Unlocking Data

Data storage, administration and publication are generally the three facets of a traditional Content Management System but key enterprise data assets are no longer confined to predictably structured, transactional databases and data warehouses. Information and knowledge stores of data are buried in spread sheets, in emails, in Access databases and in documents in various formats.

  • Scalability: semantic repositories need to scale to the large amount of Semantic Data that is available and adapt to inevitable growth. A higher schema flexibility compared to the relational model would enhance performance, though the exploitation of Semantic Data on the Web requires managing the scale that so far can only be handled by the major search engine providers.
  • Source: the very nature of the Semantic Web is defined by interaction with data sources outside and beyond any proprietary system which will demand effective implementation of trust mechanisms and policies for privacy and rights management. Though this will be primarily realised by the Content Management System front end the choice of storage and in particular the use of a triple-store.
  • Dynamicity: An important property of Semantic Data is its dynamicity. While some data, such as public administration archives or collections of text documents might not change too frequently, other data, coming from remote connections such as RSS, micro blogging, etc., may update on a per millisecond basis. The effects of such changes have to be addressed through a combination of stream processing, mining, and semantics-based techniques.

Search and Disambiguation

Disambiguation and relevance are key filters when importing or exporting data.

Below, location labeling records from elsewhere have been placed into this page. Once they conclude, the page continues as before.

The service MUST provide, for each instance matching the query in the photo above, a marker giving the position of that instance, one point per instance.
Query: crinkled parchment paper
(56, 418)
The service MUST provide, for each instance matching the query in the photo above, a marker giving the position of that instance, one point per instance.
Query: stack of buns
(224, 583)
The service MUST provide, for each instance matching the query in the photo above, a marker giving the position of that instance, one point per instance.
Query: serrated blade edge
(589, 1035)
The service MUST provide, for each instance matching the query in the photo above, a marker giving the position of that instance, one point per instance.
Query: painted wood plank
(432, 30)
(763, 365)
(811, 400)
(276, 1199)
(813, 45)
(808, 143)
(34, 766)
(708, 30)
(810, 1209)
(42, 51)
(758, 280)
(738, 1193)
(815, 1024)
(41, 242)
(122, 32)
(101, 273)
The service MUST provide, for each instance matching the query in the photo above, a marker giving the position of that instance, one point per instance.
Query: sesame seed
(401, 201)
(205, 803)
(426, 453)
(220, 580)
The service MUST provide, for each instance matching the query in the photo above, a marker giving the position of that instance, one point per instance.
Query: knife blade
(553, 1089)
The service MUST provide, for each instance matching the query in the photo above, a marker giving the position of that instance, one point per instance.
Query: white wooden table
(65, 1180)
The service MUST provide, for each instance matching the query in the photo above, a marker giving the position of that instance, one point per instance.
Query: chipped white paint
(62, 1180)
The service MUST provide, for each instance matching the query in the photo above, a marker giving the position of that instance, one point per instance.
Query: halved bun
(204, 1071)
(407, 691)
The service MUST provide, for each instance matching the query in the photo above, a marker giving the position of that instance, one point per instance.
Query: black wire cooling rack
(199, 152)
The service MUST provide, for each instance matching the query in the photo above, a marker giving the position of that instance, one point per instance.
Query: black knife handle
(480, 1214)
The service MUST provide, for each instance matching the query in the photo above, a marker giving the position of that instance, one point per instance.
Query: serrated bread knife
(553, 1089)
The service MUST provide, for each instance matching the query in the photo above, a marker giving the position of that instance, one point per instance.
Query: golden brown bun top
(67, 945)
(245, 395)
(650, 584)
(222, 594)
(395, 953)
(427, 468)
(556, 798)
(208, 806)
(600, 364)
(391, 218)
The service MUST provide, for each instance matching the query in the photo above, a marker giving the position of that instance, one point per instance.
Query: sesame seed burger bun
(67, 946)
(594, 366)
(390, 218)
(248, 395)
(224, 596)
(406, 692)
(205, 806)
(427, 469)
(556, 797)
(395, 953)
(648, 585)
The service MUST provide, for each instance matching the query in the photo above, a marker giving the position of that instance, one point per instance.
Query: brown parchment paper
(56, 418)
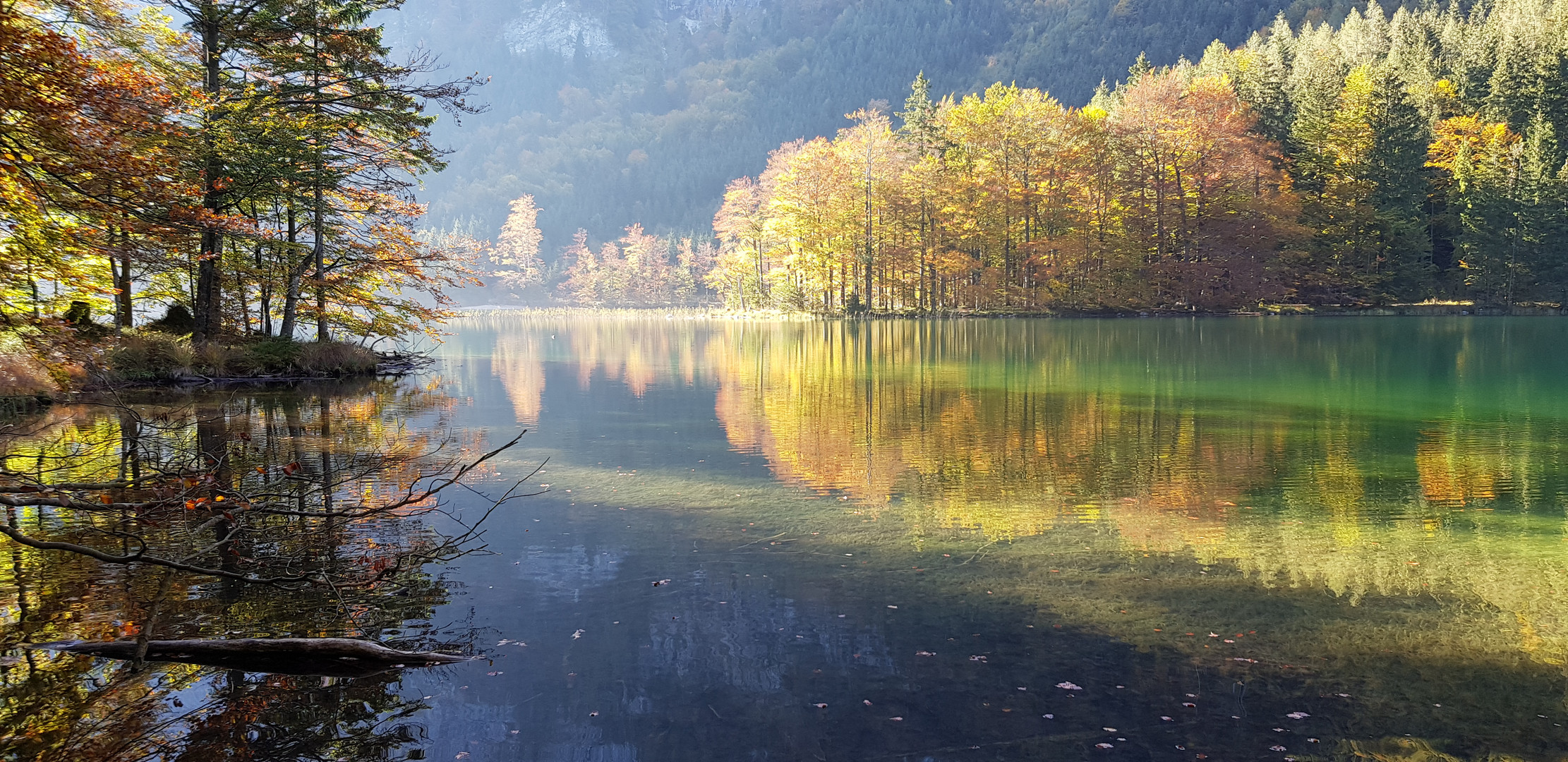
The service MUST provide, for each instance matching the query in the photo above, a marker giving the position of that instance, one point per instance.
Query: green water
(1230, 538)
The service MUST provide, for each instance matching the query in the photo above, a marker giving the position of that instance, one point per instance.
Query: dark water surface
(980, 540)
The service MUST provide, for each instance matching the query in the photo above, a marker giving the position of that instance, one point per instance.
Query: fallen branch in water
(336, 658)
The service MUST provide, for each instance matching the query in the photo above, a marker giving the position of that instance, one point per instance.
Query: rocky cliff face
(562, 29)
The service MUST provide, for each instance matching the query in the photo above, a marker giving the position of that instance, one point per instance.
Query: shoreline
(689, 313)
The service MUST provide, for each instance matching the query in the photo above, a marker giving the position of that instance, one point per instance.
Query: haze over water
(985, 540)
(1189, 531)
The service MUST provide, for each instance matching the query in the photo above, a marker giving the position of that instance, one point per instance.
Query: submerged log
(331, 658)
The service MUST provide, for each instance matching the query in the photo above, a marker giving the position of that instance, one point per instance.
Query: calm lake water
(962, 540)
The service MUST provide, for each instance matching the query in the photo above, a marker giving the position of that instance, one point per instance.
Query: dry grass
(154, 356)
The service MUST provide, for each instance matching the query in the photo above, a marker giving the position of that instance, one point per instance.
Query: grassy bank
(41, 364)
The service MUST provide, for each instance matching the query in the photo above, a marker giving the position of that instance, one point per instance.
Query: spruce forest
(1392, 159)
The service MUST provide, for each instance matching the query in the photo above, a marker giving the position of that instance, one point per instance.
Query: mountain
(617, 111)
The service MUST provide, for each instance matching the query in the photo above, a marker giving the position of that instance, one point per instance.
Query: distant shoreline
(1443, 309)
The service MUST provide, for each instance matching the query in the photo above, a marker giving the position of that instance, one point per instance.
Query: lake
(907, 540)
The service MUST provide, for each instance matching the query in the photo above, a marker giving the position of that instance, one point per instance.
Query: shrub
(336, 358)
(20, 374)
(152, 356)
(265, 356)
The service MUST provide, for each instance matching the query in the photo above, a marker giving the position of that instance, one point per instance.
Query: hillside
(613, 111)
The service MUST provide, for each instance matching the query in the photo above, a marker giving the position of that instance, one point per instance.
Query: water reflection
(345, 445)
(927, 541)
(1310, 509)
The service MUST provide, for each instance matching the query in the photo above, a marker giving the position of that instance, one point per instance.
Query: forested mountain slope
(617, 111)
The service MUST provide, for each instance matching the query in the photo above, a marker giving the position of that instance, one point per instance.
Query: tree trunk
(292, 289)
(339, 658)
(209, 287)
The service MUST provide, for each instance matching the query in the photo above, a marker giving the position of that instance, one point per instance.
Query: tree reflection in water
(319, 450)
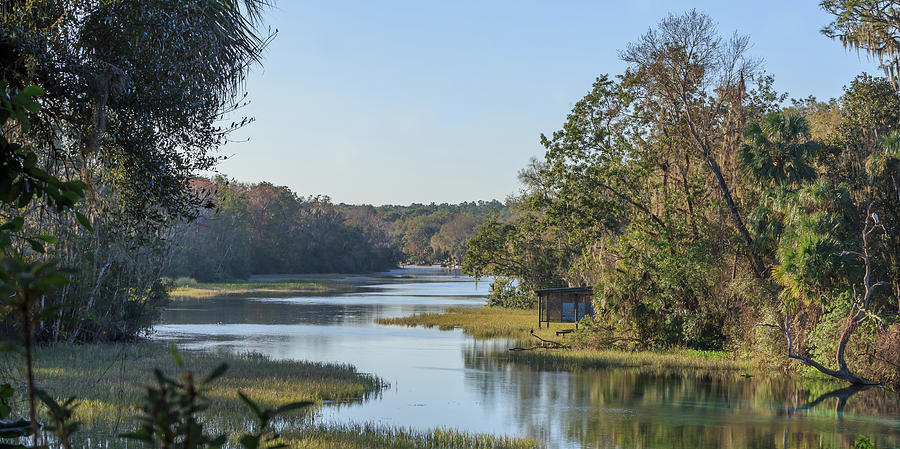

Effective data awareness and contextual information may deliver and rank pertinent results and help the users to focus on the part of the data that is relevant.

The large and growing amount of Semantic Data enables new kinds of applications. At the same time, more data means that ultimately, there might be more results produced from it that one needs or wants. This creates an attractive proposition to focus investment on the ICT assets which currently exist in an organisation to leverage greater value.